Tep Vanny to TheWip.com

A Cambodian land rights activist is set  to receive an international award for her efforts to bring attention to the country’s land grab crisis — one that has pushed hundreds of thousands of people out of their homes in the name of lucrative  developments.

Tep Vanny is set to receive the Global Leadership Award later today for her work rallying the Boeung Kak community against the questionable practices used to remove locals from their land. Created by U.S. Secretary of State Hillary Clinton in 1997, the award celebrates women from around the world who advocate for justice, strengthen democracy and protect human rights.

Since being forced from her home in 2008, Vanny has advocated for an active civil society and government accountability while fighting against the Boeung Kak development.

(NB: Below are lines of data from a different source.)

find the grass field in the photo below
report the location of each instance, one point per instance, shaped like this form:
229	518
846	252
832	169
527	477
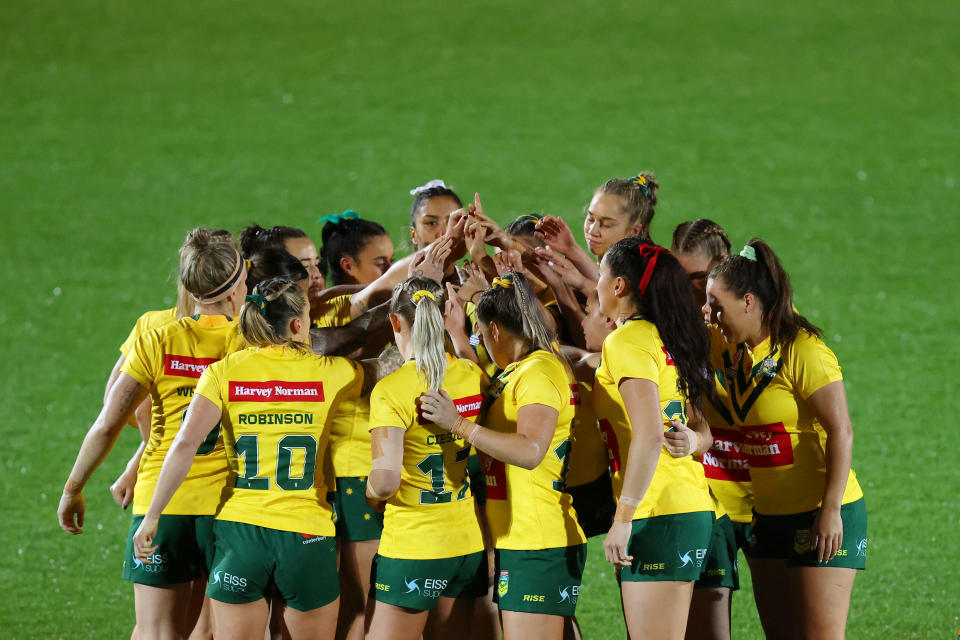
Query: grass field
830	129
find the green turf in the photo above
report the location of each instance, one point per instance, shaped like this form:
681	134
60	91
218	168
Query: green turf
828	128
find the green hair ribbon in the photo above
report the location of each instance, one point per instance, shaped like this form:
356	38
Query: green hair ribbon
641	181
258	300
335	218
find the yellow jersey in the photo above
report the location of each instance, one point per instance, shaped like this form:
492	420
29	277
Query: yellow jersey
432	514
334	312
276	404
764	394
168	361
145	323
725	464
634	350
529	509
588	455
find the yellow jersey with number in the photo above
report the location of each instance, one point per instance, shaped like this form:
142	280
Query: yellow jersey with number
277	403
432	514
529	509
146	323
334	312
634	350
725	464
168	361
588	455
764	393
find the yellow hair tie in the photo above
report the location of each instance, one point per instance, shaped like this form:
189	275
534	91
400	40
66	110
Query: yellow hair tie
422	293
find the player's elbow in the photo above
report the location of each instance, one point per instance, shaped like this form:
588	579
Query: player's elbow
383	483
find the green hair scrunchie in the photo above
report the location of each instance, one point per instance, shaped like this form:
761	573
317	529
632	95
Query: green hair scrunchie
258	300
641	181
335	218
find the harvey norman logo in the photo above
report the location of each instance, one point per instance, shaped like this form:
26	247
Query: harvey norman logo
185	366
276	391
469	407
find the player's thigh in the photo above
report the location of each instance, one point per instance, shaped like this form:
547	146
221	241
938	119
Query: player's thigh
824	596
523	625
709	617
388	622
161	610
246	621
315	624
656	609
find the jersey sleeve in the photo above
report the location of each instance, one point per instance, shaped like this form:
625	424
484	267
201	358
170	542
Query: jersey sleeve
209	384
542	384
144	362
388	408
630	358
131	339
812	364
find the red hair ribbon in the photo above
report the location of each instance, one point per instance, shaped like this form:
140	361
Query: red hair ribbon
651	252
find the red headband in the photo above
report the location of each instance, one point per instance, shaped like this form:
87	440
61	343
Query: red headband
652	251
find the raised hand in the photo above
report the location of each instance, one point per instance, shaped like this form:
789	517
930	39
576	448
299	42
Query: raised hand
555	233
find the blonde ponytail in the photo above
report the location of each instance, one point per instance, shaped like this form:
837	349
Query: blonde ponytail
266	314
419	301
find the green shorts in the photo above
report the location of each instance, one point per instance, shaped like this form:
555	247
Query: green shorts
594	505
184	551
788	537
252	561
416	584
720	567
356	521
669	548
478	481
542	581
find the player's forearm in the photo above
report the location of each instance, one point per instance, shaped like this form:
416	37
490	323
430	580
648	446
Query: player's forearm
513	448
838	453
96	446
343	341
584	264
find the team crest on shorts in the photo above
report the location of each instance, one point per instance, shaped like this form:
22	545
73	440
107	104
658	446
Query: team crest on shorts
801	541
503	583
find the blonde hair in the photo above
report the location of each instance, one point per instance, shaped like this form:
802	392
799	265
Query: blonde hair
266	314
425	316
208	260
513	305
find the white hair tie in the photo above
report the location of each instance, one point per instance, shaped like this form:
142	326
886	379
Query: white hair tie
430	185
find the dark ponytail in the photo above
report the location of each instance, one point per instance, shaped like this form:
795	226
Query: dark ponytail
759	272
433	189
701	236
254	238
510	303
274	263
668	302
345	237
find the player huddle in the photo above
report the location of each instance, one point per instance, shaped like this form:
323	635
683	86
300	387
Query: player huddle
337	444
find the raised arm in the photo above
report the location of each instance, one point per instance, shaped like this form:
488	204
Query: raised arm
125	394
526	448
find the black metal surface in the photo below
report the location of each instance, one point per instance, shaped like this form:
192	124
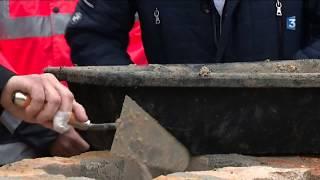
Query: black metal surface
253	117
227	120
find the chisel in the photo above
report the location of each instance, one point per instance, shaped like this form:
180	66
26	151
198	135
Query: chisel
23	100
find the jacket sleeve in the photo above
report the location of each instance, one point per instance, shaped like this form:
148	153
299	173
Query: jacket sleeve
5	74
98	32
312	26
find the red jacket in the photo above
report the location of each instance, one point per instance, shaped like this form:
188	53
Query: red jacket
32	35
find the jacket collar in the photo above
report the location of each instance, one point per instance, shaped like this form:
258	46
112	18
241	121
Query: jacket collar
230	8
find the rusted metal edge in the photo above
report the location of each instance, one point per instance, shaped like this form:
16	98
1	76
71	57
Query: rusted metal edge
279	74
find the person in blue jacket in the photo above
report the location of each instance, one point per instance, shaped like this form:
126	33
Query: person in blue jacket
196	31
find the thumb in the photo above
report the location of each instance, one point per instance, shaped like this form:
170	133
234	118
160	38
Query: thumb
79	112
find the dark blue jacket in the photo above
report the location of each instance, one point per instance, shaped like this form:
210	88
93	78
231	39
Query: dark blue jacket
191	31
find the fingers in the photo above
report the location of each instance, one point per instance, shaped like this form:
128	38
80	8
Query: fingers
30	84
48	96
53	101
67	97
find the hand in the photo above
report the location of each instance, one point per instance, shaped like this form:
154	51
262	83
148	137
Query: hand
48	96
69	144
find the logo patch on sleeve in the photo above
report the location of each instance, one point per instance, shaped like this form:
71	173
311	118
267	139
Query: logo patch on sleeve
90	3
291	23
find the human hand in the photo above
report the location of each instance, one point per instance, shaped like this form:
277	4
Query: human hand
48	96
69	144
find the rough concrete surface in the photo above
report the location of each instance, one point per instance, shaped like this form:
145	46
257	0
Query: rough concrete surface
243	173
92	165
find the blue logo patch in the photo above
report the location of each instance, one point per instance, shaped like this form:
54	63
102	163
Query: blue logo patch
291	23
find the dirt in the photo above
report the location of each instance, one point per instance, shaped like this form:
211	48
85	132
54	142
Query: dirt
286	68
204	71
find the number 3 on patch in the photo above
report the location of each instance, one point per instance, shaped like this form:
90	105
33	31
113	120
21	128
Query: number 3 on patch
291	23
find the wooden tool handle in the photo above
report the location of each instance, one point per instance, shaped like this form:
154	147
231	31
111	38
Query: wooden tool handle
23	100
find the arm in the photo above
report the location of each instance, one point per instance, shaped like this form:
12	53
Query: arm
99	35
312	18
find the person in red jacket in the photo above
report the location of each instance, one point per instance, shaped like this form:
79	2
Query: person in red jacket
32	38
32	35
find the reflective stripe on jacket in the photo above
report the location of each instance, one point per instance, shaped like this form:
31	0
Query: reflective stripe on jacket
32	34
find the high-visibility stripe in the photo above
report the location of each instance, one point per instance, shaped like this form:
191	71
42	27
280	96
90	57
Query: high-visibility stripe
37	26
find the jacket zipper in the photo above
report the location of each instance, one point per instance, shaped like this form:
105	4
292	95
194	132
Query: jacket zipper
279	14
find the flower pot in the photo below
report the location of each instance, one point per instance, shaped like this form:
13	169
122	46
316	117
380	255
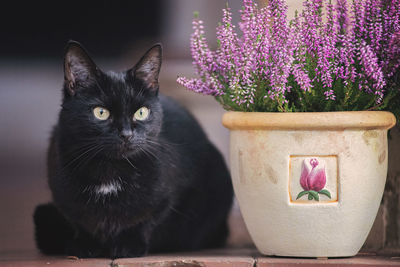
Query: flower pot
309	184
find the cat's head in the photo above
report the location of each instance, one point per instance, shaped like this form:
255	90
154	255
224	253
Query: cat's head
114	114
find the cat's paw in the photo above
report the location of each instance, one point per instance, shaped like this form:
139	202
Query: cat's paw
128	251
83	252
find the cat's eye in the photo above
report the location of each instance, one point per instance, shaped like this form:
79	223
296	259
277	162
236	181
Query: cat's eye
141	114
101	113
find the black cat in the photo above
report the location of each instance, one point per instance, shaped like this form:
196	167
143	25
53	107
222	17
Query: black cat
130	170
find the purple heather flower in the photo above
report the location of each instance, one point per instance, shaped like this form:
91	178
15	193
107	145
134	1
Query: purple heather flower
353	47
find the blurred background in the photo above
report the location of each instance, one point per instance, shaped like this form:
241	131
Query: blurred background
116	33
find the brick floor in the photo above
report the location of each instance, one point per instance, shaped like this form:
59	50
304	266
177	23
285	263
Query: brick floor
212	258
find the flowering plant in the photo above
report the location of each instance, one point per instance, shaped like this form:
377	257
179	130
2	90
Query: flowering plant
330	57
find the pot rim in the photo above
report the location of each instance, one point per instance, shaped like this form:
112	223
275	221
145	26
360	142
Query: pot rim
337	120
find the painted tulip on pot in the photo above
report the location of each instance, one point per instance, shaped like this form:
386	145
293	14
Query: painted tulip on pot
308	103
313	180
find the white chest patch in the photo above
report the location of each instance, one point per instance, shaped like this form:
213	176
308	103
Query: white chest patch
108	188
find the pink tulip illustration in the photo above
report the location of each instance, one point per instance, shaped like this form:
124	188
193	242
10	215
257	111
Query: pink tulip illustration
313	179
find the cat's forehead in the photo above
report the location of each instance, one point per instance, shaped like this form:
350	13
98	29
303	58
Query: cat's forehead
118	89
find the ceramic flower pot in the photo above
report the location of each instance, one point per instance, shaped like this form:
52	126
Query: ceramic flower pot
309	184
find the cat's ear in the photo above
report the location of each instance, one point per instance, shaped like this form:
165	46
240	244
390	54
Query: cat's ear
79	69
148	68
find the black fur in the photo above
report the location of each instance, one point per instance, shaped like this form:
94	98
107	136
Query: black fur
172	190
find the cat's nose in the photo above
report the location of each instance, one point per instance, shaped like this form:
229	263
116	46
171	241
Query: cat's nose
126	134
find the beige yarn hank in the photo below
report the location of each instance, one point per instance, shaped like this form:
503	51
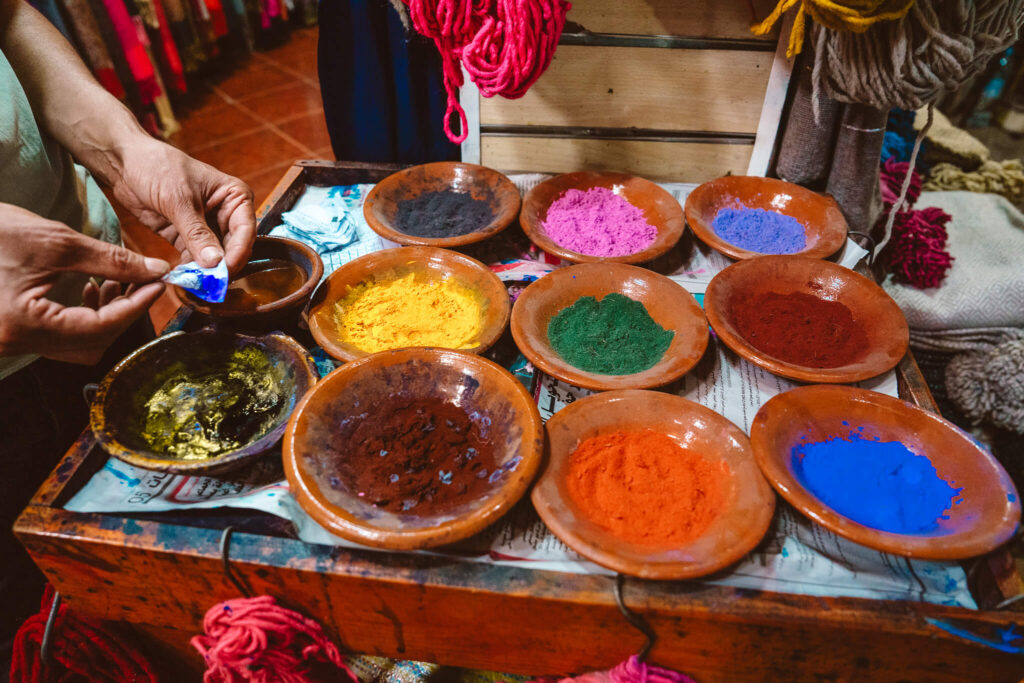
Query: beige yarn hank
1006	177
906	63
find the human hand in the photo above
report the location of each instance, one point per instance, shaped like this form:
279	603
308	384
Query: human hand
188	203
34	252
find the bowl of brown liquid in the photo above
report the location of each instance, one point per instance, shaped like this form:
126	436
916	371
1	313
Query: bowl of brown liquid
270	290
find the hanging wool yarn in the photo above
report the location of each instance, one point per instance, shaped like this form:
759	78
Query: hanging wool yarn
937	46
1006	177
633	670
915	252
82	650
504	45
988	386
856	15
255	639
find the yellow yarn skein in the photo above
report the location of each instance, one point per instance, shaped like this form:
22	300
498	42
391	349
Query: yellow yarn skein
855	15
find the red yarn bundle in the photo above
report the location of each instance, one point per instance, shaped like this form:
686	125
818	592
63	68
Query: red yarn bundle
255	639
916	251
81	651
630	671
505	45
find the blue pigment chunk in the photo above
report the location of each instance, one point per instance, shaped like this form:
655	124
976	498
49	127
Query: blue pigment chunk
881	484
760	230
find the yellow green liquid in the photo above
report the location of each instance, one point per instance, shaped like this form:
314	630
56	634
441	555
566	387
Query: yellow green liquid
196	416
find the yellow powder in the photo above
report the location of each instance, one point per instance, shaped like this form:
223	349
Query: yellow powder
377	316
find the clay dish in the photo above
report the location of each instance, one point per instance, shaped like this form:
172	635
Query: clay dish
888	334
117	413
481	182
742	523
486	391
824	226
286	309
668	303
659	208
426	262
986	518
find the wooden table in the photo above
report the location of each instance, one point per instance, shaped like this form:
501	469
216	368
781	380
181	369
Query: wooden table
160	574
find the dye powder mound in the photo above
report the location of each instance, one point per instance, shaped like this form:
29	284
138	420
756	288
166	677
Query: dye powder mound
801	329
760	230
380	315
442	214
598	222
882	484
263	282
613	336
417	456
642	487
199	416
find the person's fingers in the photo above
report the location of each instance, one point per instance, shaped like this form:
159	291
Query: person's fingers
81	335
90	295
239	217
202	242
71	251
109	291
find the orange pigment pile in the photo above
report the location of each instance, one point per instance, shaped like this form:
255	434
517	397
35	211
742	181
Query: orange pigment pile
644	488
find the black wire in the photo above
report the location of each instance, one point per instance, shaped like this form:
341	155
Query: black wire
225	548
635	620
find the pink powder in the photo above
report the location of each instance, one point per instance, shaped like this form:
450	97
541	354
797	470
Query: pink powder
598	222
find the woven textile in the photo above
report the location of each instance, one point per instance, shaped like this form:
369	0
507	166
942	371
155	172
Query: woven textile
985	286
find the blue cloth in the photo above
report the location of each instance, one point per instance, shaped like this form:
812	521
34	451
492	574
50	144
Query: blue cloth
383	93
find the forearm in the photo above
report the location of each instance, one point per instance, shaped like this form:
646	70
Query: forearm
68	101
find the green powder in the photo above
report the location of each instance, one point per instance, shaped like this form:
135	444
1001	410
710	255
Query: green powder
613	336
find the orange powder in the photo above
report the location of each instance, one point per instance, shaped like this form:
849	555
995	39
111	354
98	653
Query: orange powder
644	488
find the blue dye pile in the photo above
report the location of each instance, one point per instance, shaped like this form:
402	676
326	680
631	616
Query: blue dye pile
760	230
881	484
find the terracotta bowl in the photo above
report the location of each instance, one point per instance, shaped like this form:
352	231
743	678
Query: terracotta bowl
823	222
426	262
481	182
659	208
286	309
118	412
737	530
312	444
888	334
987	517
668	303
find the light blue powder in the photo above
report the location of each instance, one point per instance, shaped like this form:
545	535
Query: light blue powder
760	230
882	484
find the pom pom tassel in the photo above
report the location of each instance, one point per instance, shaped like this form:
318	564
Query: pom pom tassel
916	252
255	639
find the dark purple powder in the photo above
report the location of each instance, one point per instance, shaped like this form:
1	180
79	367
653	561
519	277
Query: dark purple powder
760	230
442	214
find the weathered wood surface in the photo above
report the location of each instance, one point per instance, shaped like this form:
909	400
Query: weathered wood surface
624	87
684	162
722	18
162	575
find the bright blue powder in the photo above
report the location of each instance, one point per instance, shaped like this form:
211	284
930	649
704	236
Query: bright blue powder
881	484
760	230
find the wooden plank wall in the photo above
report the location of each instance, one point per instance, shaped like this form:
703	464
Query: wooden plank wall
666	89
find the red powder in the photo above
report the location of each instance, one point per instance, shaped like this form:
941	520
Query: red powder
642	487
801	329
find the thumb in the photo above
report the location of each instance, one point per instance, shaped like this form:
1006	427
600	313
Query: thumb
78	253
202	242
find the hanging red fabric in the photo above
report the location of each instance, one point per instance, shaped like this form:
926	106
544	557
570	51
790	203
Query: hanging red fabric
505	45
138	60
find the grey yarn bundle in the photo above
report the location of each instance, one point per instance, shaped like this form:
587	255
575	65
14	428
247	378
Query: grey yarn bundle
906	63
988	386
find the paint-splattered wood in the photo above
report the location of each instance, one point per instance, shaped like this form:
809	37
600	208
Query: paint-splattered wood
162	574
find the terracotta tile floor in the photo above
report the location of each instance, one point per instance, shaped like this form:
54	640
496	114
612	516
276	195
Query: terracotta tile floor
253	122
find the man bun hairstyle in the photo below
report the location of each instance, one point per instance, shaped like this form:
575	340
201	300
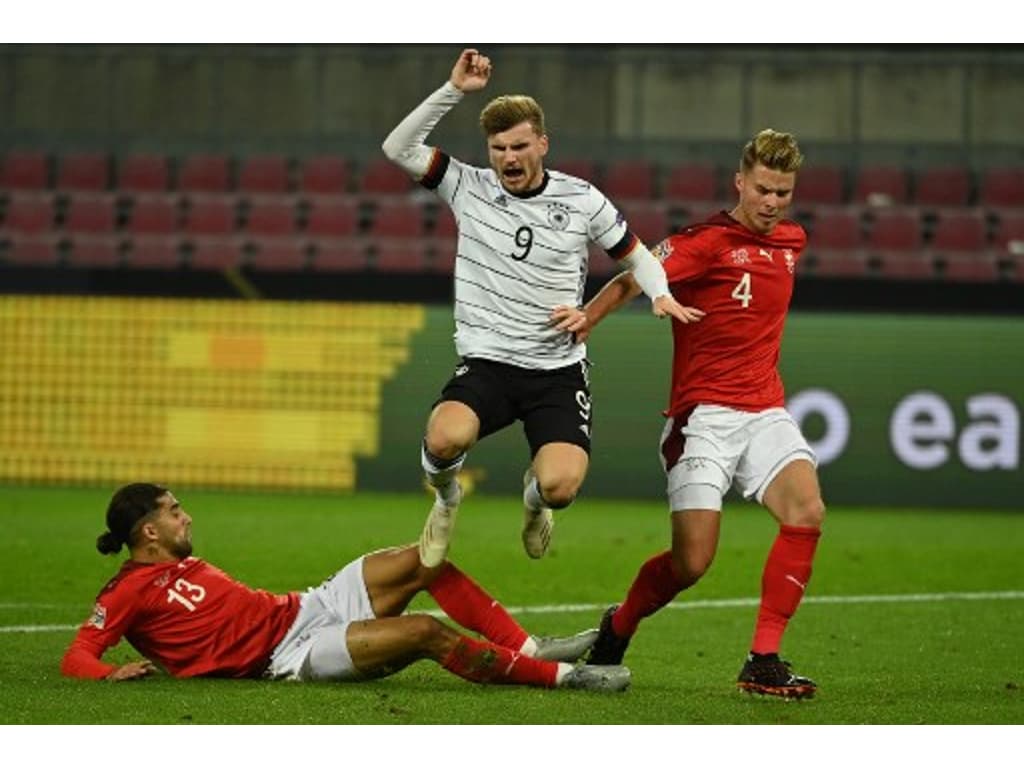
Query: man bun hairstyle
128	506
773	150
509	111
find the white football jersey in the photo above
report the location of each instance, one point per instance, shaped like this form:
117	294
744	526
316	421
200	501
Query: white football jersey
518	257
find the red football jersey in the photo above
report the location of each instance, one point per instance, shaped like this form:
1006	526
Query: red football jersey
187	616
743	282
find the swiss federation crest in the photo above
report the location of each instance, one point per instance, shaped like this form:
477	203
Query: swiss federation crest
558	216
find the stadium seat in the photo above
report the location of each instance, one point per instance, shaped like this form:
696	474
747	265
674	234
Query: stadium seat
30	213
960	229
820	184
407	255
381	176
91	214
339	255
143	173
263	174
212	252
975	266
1001	187
25	170
649	221
903	264
333	217
94	251
629	179
895	229
146	251
33	250
1009	233
205	173
691	182
882	185
88	171
397	218
325	174
580	168
211	215
154	214
278	254
942	186
271	217
836	228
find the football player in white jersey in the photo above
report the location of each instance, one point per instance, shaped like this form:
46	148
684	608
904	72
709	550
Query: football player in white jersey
519	279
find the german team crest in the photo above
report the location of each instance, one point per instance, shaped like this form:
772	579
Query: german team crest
558	216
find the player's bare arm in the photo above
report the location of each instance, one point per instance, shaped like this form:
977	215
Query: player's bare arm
471	72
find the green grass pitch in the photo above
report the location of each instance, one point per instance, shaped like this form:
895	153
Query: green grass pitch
912	616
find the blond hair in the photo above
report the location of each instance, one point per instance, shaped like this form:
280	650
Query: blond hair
507	112
773	150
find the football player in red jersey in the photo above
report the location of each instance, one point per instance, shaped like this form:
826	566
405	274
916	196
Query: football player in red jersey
727	425
192	619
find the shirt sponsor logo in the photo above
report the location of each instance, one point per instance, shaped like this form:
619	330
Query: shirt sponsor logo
558	216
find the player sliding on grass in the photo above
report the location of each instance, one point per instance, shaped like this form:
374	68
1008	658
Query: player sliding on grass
192	619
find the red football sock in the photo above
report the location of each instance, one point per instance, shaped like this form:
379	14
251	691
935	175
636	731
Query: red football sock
654	586
467	603
786	572
485	663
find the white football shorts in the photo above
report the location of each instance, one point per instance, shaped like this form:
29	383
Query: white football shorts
723	448
315	646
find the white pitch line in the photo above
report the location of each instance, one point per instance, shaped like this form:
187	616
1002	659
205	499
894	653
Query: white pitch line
739	602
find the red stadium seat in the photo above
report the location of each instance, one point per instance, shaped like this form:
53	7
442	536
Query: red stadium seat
333	217
211	215
822	184
263	174
882	185
205	173
649	221
580	168
381	176
325	174
1001	187
30	213
896	229
398	218
692	182
94	251
960	229
83	172
629	179
25	170
154	214
271	217
836	228
33	250
942	186
92	214
143	173
401	255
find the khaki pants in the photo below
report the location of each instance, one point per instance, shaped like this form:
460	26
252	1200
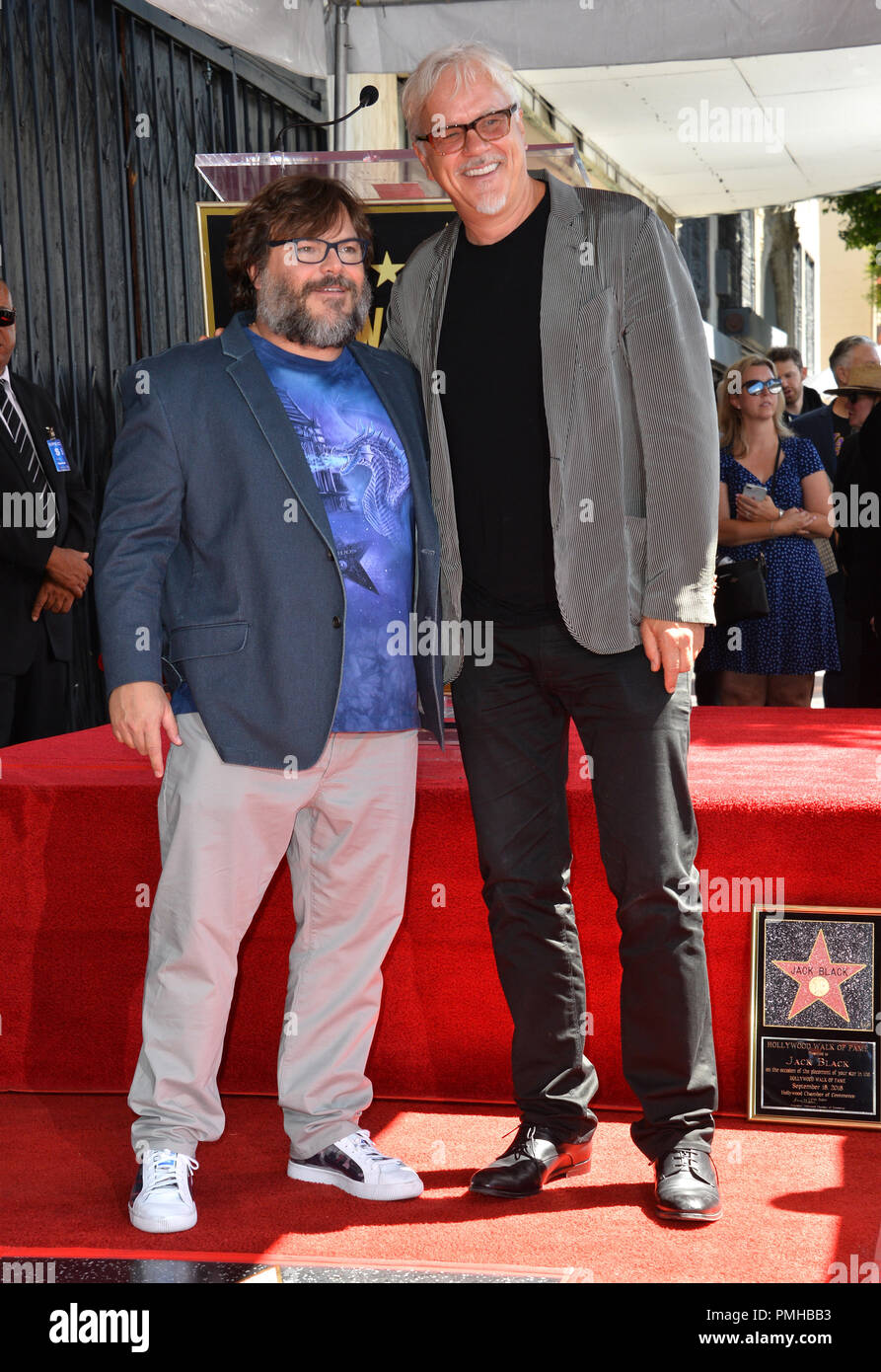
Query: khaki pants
344	826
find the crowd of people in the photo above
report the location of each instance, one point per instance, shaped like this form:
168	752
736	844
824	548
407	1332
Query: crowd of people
799	490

In 2008, roughly 4000 families were evicted form the area around Boeung Kak Lake in Phnom Penn to make way for Chinese investments. Offered little in the way of compensation, the families were forced to watch as the natural lake was filled in and their homes bulldozed.

Vanny was among the Boeung Kak 13, a group of women who were arrested, and then tried and convicted in a single day, for peacefully protesting against the development. Their struggle has become the subject of french film makers documentary Even a Bird has a Nest and a symbol for wide spread issues plaguing Cambodia.

Vanny isn’t alone in her condemnation of the Boeung Kak development project which has faced criticism for the cronyism involved — the land was sold to a firm owned by Lao Meng Khin, a senator for the ruling Cambodian People’s Party —  as well as its further displacement of the poor.

A former grocer, the eloquent speaker and human rights advocate is an obvious spokesperson for the land rights movement. Not only has she and her family been evicted from their Boeung home that was gifted to her in 2006 by her in-laws, her parents are living in the Kampong Speu province where small scale farmers have been forced off their land by large-scale sugar cane plantations.

By speaking out, Vanny and the thousands of other women, men and children that she has come to represent are actively pushing for the future they want. They are the voices of a changing Cambodia; voices crying out for justice and equal treatment under the law. She may be the spokesperson, but behind her are thousands of others across the country voicing their own need for change.

“What motivates me is the injustice, to be strong for my community. But it’s not justice only for my community,” Vanny told award organizers. “It’s for everyone, every community affected by development. I want to show that everyone needs to understand their rights so that the government has to take notice.”

Journeys Within would like to congratulate Tep Vanny — and all those who stand beside her — for offering Cambodia the hope, strength and vision to push for a better future.

– image courtesy of Amnesty International

One comment on “Cambodian Activist Tep Vanny garners international recognition”

  1. It takes a lot of guts to be an activist in some nations. How many of us in the U.S. take our freedoms and legal system for granted? Yes, we have abuses here too as no place is perfect because humans are not perfect; however, nothing coming close to some nations like Cambodia.

    How many in developed nations would have the guts to protest when they know that prison, starvation and torture may be the result of their efforts like standing on a corner with a sign complaining of abuses?

    The photo is interesting as there seems to be a security person or cop in uniform behind her documenting her comments.

    The key to helping those who want nothing but the basic human rights most of us enjoy is to keep them visible. The more visible they are to the world, the less chance of them disappearing forever. Governments, whether corrupt or not, do not like bad world publicity.

    In the U.S. one way is to contact our political leaders which can easily be done by email and voice support for such freedom fighters and demand that they (the politicians) put pressure on such nations; governments to support human rights.